Nadezhda Tolokonnikova all'uscita dell'udienza.

Russia - Pussy Riot Decisione parziale del tribunale di Mosca

Secondo Amnesty International, la decisione di un tribunale di Mosca di condannare con sospensione della pena e rilasciare Ekaterina Samutsevich, e di confermare le condanne carcerarie per Maria ...

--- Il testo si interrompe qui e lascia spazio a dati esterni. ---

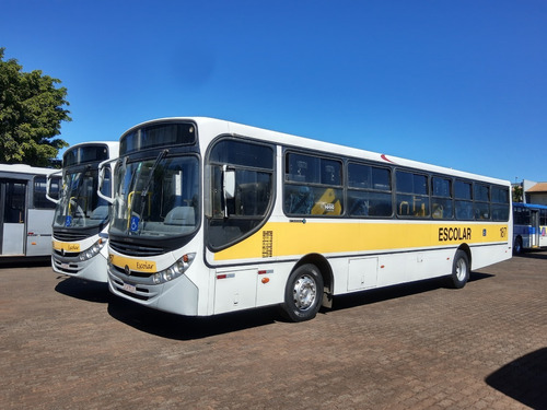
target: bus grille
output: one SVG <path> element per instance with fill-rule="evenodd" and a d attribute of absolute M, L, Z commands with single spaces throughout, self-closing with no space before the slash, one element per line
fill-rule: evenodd
<path fill-rule="evenodd" d="M 113 239 L 110 239 L 110 247 L 114 250 L 128 256 L 156 256 L 164 253 L 161 247 L 131 245 Z"/>

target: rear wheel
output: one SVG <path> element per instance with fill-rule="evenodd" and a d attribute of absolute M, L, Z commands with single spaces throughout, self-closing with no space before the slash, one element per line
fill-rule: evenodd
<path fill-rule="evenodd" d="M 296 268 L 287 281 L 283 316 L 292 321 L 304 321 L 315 317 L 323 300 L 323 277 L 315 265 Z"/>
<path fill-rule="evenodd" d="M 452 288 L 464 288 L 469 280 L 470 266 L 467 254 L 463 250 L 456 250 L 454 262 L 452 263 L 452 274 L 450 276 L 449 283 Z"/>

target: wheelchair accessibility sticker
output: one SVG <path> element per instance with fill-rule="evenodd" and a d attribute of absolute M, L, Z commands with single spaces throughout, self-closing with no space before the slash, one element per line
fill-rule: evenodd
<path fill-rule="evenodd" d="M 131 232 L 137 232 L 137 230 L 139 229 L 139 216 L 131 216 L 131 221 L 129 223 L 129 230 Z"/>

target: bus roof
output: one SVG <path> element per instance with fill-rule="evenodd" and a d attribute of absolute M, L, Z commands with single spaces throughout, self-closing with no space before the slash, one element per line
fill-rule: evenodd
<path fill-rule="evenodd" d="M 520 207 L 520 208 L 528 208 L 528 209 L 547 209 L 547 206 L 539 204 L 539 203 L 513 202 L 513 206 Z"/>
<path fill-rule="evenodd" d="M 381 154 L 372 151 L 366 151 L 366 150 L 361 150 L 361 149 L 356 149 L 356 148 L 350 148 L 346 145 L 339 145 L 330 142 L 324 142 L 324 141 L 318 141 L 305 137 L 296 137 L 292 136 L 289 133 L 283 133 L 283 132 L 278 132 L 278 131 L 271 131 L 267 130 L 264 128 L 257 128 L 257 127 L 252 127 L 252 126 L 246 126 L 243 124 L 238 122 L 232 122 L 228 120 L 221 120 L 221 119 L 216 119 L 216 118 L 210 118 L 210 117 L 167 117 L 167 118 L 158 118 L 153 120 L 149 120 L 146 122 L 141 122 L 135 127 L 131 127 L 128 129 L 121 137 L 124 137 L 126 133 L 132 131 L 136 128 L 140 128 L 142 126 L 151 125 L 154 122 L 162 122 L 162 121 L 194 121 L 198 126 L 198 130 L 201 129 L 207 129 L 208 134 L 212 136 L 212 138 L 216 138 L 219 134 L 222 133 L 229 133 L 229 134 L 237 134 L 242 137 L 252 137 L 257 140 L 263 140 L 265 142 L 274 142 L 277 144 L 286 145 L 286 147 L 293 147 L 293 148 L 305 148 L 309 150 L 315 150 L 315 151 L 322 151 L 327 154 L 339 154 L 342 156 L 347 157 L 354 157 L 354 159 L 360 159 L 360 160 L 368 160 L 376 163 L 383 163 L 385 165 L 389 166 L 401 166 L 401 167 L 409 167 L 409 168 L 415 168 L 415 169 L 421 169 L 421 171 L 427 171 L 431 173 L 438 173 L 438 174 L 444 174 L 444 175 L 451 175 L 455 177 L 461 177 L 461 178 L 467 178 L 467 179 L 479 179 L 486 183 L 490 184 L 499 184 L 499 185 L 510 185 L 510 181 L 504 180 L 504 179 L 498 179 L 498 178 L 492 178 L 484 175 L 477 175 L 477 174 L 472 174 L 463 171 L 456 171 L 453 168 L 447 168 L 443 166 L 438 166 L 438 165 L 431 165 L 428 163 L 422 163 L 418 161 L 412 161 L 412 160 L 406 160 L 397 156 L 392 156 L 387 154 Z M 201 133 L 202 136 L 202 133 Z M 202 138 L 202 137 L 201 137 Z M 206 144 L 209 144 L 211 142 L 211 139 L 206 142 Z"/>
<path fill-rule="evenodd" d="M 48 175 L 59 172 L 57 168 L 43 168 L 38 166 L 31 166 L 26 164 L 0 164 L 0 173 L 14 173 L 26 175 Z"/>

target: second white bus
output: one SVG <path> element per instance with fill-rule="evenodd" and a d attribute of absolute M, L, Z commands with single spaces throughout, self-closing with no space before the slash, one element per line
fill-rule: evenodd
<path fill-rule="evenodd" d="M 511 257 L 510 183 L 211 118 L 120 138 L 113 293 L 182 315 L 333 296 Z"/>
<path fill-rule="evenodd" d="M 513 203 L 513 250 L 547 247 L 547 206 Z"/>
<path fill-rule="evenodd" d="M 84 142 L 62 155 L 62 189 L 53 220 L 51 267 L 58 273 L 106 282 L 109 203 L 97 194 L 98 165 L 118 156 L 118 142 Z M 110 165 L 104 194 L 112 196 Z"/>

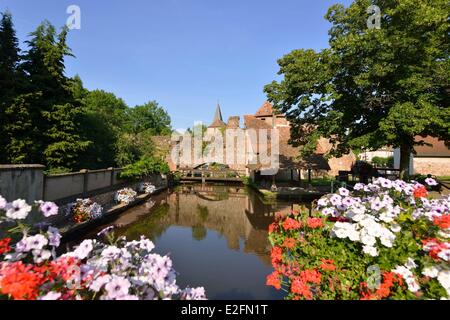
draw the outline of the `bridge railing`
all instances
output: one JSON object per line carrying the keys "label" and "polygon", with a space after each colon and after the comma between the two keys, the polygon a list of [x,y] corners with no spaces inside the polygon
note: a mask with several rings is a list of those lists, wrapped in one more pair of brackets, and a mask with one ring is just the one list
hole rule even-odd
{"label": "bridge railing", "polygon": [[181,169],[182,178],[206,178],[206,179],[239,179],[245,176],[244,170],[206,170],[206,169]]}

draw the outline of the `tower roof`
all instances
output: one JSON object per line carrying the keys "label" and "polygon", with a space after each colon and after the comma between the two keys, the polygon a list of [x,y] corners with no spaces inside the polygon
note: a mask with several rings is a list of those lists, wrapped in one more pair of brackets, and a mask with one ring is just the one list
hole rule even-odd
{"label": "tower roof", "polygon": [[266,101],[255,113],[255,117],[269,117],[273,115],[273,105]]}
{"label": "tower roof", "polygon": [[220,104],[217,104],[216,114],[214,115],[214,120],[208,128],[221,128],[225,127],[226,123],[223,122],[222,111],[220,110]]}

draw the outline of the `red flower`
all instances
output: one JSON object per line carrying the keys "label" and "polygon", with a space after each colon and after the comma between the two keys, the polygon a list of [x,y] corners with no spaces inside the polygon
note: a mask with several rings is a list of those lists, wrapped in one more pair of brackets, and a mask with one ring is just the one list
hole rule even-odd
{"label": "red flower", "polygon": [[428,191],[424,186],[414,187],[414,198],[425,198],[428,195]]}
{"label": "red flower", "polygon": [[328,221],[331,222],[350,222],[350,219],[345,217],[328,217]]}
{"label": "red flower", "polygon": [[277,223],[271,223],[269,225],[269,233],[274,233],[275,231],[278,230],[278,224]]}
{"label": "red flower", "polygon": [[292,293],[303,296],[308,300],[311,300],[313,298],[309,286],[306,283],[304,283],[302,279],[299,277],[295,278],[294,281],[292,281],[291,291]]}
{"label": "red flower", "polygon": [[43,283],[43,276],[31,269],[31,266],[26,266],[21,261],[3,264],[0,270],[0,292],[15,300],[35,300]]}
{"label": "red flower", "polygon": [[322,259],[322,264],[320,265],[320,269],[322,269],[324,271],[334,271],[334,270],[336,270],[336,266],[334,265],[334,260]]}
{"label": "red flower", "polygon": [[272,259],[272,265],[275,266],[278,262],[281,262],[281,259],[283,258],[283,250],[280,247],[273,247],[270,257]]}
{"label": "red flower", "polygon": [[281,289],[280,274],[278,271],[274,271],[272,274],[267,276],[266,285],[272,286],[277,290]]}
{"label": "red flower", "polygon": [[286,238],[283,242],[283,247],[288,248],[288,249],[292,249],[295,247],[297,241],[295,241],[294,238]]}
{"label": "red flower", "polygon": [[305,270],[300,272],[300,278],[305,283],[314,283],[314,284],[320,284],[322,275],[317,270]]}
{"label": "red flower", "polygon": [[434,218],[434,225],[441,229],[450,229],[450,214]]}
{"label": "red flower", "polygon": [[0,240],[0,254],[11,251],[11,247],[9,246],[10,242],[11,242],[11,238],[5,238],[5,239]]}
{"label": "red flower", "polygon": [[323,220],[321,218],[308,218],[308,227],[311,229],[323,227]]}
{"label": "red flower", "polygon": [[301,226],[302,224],[299,221],[292,218],[287,218],[283,222],[284,230],[296,230],[299,229]]}

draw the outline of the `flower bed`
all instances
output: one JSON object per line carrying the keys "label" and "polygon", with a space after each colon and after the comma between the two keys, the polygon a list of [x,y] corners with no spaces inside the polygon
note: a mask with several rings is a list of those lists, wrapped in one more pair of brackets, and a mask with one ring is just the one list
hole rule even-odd
{"label": "flower bed", "polygon": [[77,199],[77,201],[68,204],[65,211],[66,215],[70,216],[76,223],[100,219],[103,216],[102,206],[91,199]]}
{"label": "flower bed", "polygon": [[156,191],[156,187],[149,182],[143,182],[143,183],[139,184],[138,190],[141,193],[152,194]]}
{"label": "flower bed", "polygon": [[131,188],[118,190],[114,195],[114,201],[121,204],[130,204],[136,199],[137,192]]}
{"label": "flower bed", "polygon": [[449,238],[450,197],[379,178],[324,196],[313,217],[279,217],[267,284],[287,299],[448,299]]}
{"label": "flower bed", "polygon": [[108,244],[85,240],[58,257],[58,229],[31,235],[23,223],[33,209],[47,216],[56,214],[55,207],[43,202],[30,206],[23,200],[7,203],[0,196],[0,225],[17,225],[8,238],[0,239],[0,299],[205,299],[203,288],[177,286],[171,259],[153,253],[154,245],[145,237],[128,242],[114,239],[107,229],[99,236]]}

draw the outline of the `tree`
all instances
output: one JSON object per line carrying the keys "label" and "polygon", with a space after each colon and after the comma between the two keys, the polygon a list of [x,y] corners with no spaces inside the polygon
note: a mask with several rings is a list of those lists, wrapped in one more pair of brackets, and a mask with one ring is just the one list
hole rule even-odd
{"label": "tree", "polygon": [[138,134],[149,131],[152,135],[170,135],[172,128],[167,111],[156,101],[135,106],[128,110],[128,132]]}
{"label": "tree", "polygon": [[[24,145],[29,144],[29,137],[21,135],[22,146],[15,145],[15,141],[11,141],[9,137],[15,132],[14,123],[18,124],[18,129],[27,127],[31,121],[26,106],[23,105],[24,97],[16,100],[16,97],[22,93],[23,74],[19,70],[20,49],[19,41],[16,37],[11,13],[6,11],[2,13],[0,21],[0,163],[10,162],[10,149],[23,149]],[[21,106],[20,106],[21,105]],[[12,159],[23,161],[24,153],[18,158],[12,156]]]}
{"label": "tree", "polygon": [[66,39],[68,28],[57,34],[48,21],[38,26],[26,41],[24,56],[29,91],[40,98],[31,114],[40,163],[50,168],[77,168],[79,155],[90,145],[81,135],[81,104],[74,98],[72,82],[65,76],[64,61],[71,56]]}
{"label": "tree", "polygon": [[[367,27],[377,5],[381,28]],[[294,50],[278,61],[284,79],[265,88],[308,154],[320,137],[330,155],[352,148],[401,150],[407,172],[417,136],[450,137],[449,13],[446,0],[356,0],[332,6],[329,48]]]}
{"label": "tree", "polygon": [[115,166],[128,106],[103,90],[87,92],[81,100],[82,130],[85,139],[93,142],[81,160],[82,166],[89,169]]}

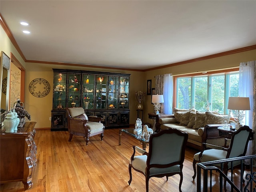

Secondo Amnesty International, la decisione di un tribunale di Mosca di condannare con sospensione della pena e rilasciare Ekaterina Samutsevich, e di confermare le condanne carcerarie per Maria Alekhina e Nadezhda Tolokonnikova, è solo una mezza misura verso l'ottenimento della giustizia per le tre componenti del gruppo punk femminista Pussy Riot.

"Ogni decisione che riduce l'ingiusta detenzione delle tre donne è benvenuta. Ma che nessuno ci caschi - oggi non è stata fatta giustizia. Il governo ha introdotto numerose nuove restrizioni alla libertà di espressione nei mesi scorsi. Come questa sentenza dimostra, l'ordinamento giudiziario russo non offre molta protezione a chi si oppone" - ha affermato David Diaz-Jogeix, vice direttore per il Programma Europa e Asia centrale di Amnesty.

"Innanzitutto le tre donne non sarebbero dovute essere perseguite. Inoltre Maria Alekhina e Nadezhda Tolokonnikova devono essere rilasciate immediatamente e senza condizioni" - ha aggiunto David Diaz-Jogeix.

Amnesty considera le tre componenti delle Pussy Riot condannate - Maria Alekhina, Ekaterina Samutsevich e Nadezhda Tolokonnikova - prigioniere di coscienza, ingiustamente processate e condannate solo per aver espresso pacificamente le loro opinioni.